To simplify processing, we are going to enable “Turn off Local Group Policy Objects processing” in our Default Domain Policy.
Now, BR-01 will apply the Default Domain Policy, Domain Computers GPO, and finally the Brunswick GPO. We have a second computer named GA-01 in the Glynn Academy OU. Because it inherits settings from the Default Domain Policy, it will not apply Local GPOs as well. It will apply the Default Domain Policy, Domain Computers GPO, Brunswick GPO, and the Glynn Academy GPO.
A junior administrator edits our Brunswick GPO and sets “Turn off Local Group Policy Objects processing” to disabled.
The computer in the Glynn Academy OU (GA-01) will now process the Default Domain Policy first. This policy will say “Hey – Turn off Local GPO processing!”. The computer will then process the Domain Computers GPO (which doesn’t have this setting configured). Next, it will process the Brunswick GPO. This policy will say “Hey – Turn on Local GPO processing!”. Because this GPO is closer to GA-01 than the Default Domain Policy, this policy will win (and “Turn off Local GPO processing will be set to disabled.)

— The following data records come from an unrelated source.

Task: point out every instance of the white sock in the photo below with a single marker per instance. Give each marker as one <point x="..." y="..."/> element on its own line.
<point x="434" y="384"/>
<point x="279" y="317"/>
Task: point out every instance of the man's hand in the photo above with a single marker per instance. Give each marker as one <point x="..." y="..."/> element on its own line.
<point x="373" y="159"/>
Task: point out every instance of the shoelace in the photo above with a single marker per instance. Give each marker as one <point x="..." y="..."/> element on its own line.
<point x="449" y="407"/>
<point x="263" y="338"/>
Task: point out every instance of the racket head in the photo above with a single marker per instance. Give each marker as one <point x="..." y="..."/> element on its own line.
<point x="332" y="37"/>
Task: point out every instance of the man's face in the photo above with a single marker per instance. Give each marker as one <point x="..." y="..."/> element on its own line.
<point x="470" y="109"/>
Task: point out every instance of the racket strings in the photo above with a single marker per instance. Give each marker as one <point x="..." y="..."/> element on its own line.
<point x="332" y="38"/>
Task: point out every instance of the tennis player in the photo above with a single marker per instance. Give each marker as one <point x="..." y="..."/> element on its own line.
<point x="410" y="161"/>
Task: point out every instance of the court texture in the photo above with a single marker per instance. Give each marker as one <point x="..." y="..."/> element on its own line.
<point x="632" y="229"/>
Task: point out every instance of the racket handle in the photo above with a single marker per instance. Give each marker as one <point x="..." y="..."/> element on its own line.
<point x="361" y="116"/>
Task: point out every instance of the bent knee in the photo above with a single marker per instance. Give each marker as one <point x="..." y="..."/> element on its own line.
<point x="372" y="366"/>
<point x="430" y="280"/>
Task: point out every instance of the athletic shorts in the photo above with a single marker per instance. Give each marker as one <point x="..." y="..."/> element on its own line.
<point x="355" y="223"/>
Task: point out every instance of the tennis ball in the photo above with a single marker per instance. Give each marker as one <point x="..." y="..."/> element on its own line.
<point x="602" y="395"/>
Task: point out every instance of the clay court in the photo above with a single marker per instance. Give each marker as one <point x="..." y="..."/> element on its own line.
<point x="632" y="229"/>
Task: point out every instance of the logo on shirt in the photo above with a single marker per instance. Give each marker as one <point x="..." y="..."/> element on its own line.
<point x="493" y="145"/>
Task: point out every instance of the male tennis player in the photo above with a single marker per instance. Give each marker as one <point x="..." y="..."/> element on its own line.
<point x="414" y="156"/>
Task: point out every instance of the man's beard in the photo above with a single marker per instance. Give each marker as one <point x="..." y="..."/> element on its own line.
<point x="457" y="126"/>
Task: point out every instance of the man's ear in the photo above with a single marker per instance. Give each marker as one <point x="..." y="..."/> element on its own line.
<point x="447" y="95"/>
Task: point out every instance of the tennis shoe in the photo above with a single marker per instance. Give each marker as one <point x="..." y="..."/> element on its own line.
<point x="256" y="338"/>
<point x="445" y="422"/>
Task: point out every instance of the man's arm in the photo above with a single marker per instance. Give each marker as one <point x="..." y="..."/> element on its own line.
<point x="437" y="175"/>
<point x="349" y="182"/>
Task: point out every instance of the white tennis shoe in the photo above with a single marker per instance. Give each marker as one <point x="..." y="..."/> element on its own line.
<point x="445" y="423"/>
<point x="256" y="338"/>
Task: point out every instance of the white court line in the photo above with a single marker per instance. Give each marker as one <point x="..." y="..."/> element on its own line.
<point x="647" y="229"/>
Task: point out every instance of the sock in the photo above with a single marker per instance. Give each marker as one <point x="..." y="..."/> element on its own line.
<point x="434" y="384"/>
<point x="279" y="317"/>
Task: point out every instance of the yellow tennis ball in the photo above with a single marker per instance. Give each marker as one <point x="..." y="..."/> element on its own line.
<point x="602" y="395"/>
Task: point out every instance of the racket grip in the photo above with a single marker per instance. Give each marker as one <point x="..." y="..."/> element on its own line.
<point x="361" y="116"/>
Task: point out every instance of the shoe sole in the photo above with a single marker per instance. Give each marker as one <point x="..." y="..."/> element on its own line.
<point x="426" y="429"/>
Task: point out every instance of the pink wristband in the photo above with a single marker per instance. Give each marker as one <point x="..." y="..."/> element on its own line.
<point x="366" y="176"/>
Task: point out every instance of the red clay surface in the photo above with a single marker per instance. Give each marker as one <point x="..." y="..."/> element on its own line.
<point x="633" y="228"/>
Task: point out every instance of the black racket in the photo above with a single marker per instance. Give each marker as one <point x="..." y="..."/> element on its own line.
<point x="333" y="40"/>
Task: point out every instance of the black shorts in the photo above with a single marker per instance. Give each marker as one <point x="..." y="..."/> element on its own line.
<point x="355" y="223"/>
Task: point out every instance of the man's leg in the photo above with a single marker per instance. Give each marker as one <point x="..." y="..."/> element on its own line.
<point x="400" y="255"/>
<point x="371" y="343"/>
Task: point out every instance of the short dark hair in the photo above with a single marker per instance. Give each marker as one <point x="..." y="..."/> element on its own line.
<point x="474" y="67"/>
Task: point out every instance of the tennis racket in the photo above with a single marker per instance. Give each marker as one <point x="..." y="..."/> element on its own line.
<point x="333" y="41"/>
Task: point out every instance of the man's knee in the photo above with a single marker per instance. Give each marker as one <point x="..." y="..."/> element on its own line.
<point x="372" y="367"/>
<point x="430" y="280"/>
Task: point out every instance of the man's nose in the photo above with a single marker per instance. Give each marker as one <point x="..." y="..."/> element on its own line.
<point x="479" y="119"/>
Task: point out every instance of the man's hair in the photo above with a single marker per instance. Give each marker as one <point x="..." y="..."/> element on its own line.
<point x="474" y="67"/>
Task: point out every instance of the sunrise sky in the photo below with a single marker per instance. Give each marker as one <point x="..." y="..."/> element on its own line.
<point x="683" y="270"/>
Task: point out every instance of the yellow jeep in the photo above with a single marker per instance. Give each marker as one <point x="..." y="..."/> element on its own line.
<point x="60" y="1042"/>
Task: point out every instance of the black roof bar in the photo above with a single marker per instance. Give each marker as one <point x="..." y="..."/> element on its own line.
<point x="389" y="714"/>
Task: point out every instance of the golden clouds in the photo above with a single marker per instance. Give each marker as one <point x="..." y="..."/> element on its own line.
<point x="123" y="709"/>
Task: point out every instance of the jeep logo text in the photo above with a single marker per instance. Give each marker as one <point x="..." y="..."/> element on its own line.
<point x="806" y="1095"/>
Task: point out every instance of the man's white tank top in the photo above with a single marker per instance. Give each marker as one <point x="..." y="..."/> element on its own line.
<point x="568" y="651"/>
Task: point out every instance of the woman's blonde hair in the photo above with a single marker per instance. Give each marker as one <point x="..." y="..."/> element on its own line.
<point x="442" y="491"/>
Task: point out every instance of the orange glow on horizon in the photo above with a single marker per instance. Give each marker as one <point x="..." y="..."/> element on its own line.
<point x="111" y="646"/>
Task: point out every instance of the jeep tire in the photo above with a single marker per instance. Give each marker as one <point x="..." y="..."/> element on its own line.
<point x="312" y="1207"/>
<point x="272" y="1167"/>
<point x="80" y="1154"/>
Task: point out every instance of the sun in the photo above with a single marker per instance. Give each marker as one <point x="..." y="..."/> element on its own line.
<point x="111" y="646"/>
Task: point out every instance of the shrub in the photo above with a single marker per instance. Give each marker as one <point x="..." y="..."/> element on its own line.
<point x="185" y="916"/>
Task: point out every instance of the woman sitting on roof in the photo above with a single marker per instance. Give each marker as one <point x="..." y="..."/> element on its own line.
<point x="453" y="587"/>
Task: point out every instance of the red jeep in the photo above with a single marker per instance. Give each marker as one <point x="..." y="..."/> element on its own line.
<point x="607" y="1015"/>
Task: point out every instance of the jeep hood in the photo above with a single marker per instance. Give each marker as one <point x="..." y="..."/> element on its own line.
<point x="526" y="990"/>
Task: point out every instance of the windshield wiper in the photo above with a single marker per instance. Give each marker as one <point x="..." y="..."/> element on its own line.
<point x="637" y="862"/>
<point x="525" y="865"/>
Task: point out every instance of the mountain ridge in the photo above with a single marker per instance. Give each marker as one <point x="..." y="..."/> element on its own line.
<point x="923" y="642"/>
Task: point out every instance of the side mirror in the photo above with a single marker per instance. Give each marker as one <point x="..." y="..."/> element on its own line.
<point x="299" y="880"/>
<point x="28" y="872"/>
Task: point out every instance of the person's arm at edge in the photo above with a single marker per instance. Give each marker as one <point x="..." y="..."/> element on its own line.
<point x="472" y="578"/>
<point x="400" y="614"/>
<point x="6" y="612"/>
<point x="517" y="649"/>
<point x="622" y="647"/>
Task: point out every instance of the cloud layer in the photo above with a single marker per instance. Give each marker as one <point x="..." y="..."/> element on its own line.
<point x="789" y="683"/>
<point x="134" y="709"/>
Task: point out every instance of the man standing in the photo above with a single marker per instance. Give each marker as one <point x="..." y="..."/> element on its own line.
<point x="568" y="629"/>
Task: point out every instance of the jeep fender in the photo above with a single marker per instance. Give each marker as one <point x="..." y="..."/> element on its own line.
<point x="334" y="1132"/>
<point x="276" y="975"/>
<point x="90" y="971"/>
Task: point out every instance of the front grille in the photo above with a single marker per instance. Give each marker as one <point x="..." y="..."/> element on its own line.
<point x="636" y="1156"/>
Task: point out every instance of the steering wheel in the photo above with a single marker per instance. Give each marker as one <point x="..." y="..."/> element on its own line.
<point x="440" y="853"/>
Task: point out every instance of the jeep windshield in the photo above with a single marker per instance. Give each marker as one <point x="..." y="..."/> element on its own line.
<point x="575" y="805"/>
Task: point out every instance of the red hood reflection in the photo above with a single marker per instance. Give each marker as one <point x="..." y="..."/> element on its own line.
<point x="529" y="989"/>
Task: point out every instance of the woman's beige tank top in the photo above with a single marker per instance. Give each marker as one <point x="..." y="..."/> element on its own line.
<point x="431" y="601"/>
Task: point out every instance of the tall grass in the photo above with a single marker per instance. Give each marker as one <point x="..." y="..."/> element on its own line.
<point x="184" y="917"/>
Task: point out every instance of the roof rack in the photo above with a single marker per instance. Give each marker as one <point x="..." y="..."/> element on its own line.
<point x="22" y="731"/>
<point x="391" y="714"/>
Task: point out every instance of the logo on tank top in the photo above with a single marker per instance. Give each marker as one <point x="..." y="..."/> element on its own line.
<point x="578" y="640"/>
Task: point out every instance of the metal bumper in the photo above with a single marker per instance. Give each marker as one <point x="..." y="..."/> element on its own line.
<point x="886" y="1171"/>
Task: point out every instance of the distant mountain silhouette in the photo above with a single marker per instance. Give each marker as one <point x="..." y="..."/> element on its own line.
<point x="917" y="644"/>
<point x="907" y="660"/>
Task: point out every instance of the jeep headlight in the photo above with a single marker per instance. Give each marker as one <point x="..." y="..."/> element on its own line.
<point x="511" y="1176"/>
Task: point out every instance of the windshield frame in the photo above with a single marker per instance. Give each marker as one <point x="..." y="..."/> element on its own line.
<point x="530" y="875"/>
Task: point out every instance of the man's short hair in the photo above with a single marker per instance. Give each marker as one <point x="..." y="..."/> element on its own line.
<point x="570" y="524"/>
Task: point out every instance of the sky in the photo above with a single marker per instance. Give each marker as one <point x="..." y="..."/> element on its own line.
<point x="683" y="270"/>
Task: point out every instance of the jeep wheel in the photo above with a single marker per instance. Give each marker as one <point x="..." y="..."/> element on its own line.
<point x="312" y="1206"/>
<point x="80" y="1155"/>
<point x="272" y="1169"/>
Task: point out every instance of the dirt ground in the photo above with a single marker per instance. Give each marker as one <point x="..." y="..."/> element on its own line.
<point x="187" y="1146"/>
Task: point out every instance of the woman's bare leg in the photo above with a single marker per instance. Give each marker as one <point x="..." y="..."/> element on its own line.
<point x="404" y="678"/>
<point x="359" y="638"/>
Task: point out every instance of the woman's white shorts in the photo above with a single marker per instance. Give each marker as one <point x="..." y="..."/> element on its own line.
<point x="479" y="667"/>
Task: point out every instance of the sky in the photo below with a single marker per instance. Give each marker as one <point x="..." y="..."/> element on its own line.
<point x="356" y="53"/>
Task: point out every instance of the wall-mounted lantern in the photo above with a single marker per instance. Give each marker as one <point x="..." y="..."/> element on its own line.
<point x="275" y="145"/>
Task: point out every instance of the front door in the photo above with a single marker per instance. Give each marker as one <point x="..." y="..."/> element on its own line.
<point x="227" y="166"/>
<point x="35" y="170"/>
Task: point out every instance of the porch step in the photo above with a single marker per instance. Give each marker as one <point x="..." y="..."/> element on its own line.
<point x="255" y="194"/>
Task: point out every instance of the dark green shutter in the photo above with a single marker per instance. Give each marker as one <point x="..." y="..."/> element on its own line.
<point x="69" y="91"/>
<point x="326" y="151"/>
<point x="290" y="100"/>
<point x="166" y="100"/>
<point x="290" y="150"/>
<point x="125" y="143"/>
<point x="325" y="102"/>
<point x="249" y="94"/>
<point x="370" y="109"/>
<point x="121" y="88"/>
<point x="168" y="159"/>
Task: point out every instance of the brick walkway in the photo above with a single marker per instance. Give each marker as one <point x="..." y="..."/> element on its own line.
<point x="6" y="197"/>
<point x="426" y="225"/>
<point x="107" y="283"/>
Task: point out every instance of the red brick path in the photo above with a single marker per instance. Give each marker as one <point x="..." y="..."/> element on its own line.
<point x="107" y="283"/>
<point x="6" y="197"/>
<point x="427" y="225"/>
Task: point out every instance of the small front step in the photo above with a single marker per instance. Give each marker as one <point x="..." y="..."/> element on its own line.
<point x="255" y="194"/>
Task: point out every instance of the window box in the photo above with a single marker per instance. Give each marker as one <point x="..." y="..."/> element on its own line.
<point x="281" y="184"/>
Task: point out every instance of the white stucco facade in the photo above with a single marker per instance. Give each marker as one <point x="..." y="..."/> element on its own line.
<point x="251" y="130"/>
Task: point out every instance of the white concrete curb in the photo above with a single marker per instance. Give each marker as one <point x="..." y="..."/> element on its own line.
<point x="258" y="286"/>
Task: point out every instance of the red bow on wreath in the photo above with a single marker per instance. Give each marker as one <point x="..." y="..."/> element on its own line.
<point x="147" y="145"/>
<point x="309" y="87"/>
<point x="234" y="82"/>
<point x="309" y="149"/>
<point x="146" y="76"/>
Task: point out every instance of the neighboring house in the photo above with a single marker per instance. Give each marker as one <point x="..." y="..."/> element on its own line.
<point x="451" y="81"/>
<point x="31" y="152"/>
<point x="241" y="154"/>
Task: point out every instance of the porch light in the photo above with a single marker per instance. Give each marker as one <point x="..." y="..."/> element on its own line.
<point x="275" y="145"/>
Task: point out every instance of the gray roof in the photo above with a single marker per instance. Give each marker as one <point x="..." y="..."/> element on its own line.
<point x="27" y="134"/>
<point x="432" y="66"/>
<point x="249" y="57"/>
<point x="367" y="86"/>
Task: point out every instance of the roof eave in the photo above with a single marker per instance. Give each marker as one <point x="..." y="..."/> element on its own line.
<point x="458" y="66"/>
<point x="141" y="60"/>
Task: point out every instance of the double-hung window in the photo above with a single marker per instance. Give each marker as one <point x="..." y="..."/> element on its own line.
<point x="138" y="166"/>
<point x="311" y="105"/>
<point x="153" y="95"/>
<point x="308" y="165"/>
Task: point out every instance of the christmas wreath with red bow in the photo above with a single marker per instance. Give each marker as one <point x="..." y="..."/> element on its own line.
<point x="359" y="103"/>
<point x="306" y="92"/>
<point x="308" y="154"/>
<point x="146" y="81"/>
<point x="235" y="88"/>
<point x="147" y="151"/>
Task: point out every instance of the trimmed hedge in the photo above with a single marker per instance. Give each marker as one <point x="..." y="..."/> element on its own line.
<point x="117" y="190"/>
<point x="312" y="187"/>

If we configured the Glynn Academy GPO to contradict the Brunswick GPO, the Glynn Academy GPO would win because it is the closet OU to the computer.
This is all dandy except we still have a problem. We want “Turn off Local GPO processing” enabled for the entire domain (no matter what), and our junior administrator specifically ignored that. After talking to him, he agrees not to configure the “Turn off Local GPO processing” setting.
One day, you are looking around in the Group Policy Management Console and see this:
Someone has set Block Inheritance on the Brunswick OU! Because Block Inheritance is set, any normal GPO above the Brunswick OU will be ignored. Our default domain policy, which configures the “Turn off Local GPO processing” setting, will no longer be processed by computers at the Brunswick OU or below.
If we read the details of that setting, we see that if we “do not configure this policy setting, local GPOs continue to be applied.” By enabling Block Inheritance, our junior administrator was able to indirectly set “Turn off Local GPO processing” to disabled by setting it back to Not Configured.
Lucky for us, Microsoft planned for junior administrators that HR won’t fire. They gave us the ability to enforce a GPO!
When enforcement is set on the Default Domain Policy, computers in the Domain Computers OU (and below) will apply the GPO even if Block Inheritance is enabled! If our junior administrator configures the Brunswick GPO and enforces it, the Default Domain Policy will still apply. When two policies are enforced, the highest policy will always win! This allows top level administrators to configure global settings without having to worry about those settings being overwritten.
Being heading off to enforce GPOs and block OU inheritance, stick with me for a few more minutes. As a general practice, do not enforce GPOs or block OU inheritance if you can help it. When you do either of these actions, you are adding complexity to your environment. And as every IT administrator knows, complexity = interrupted vacation time!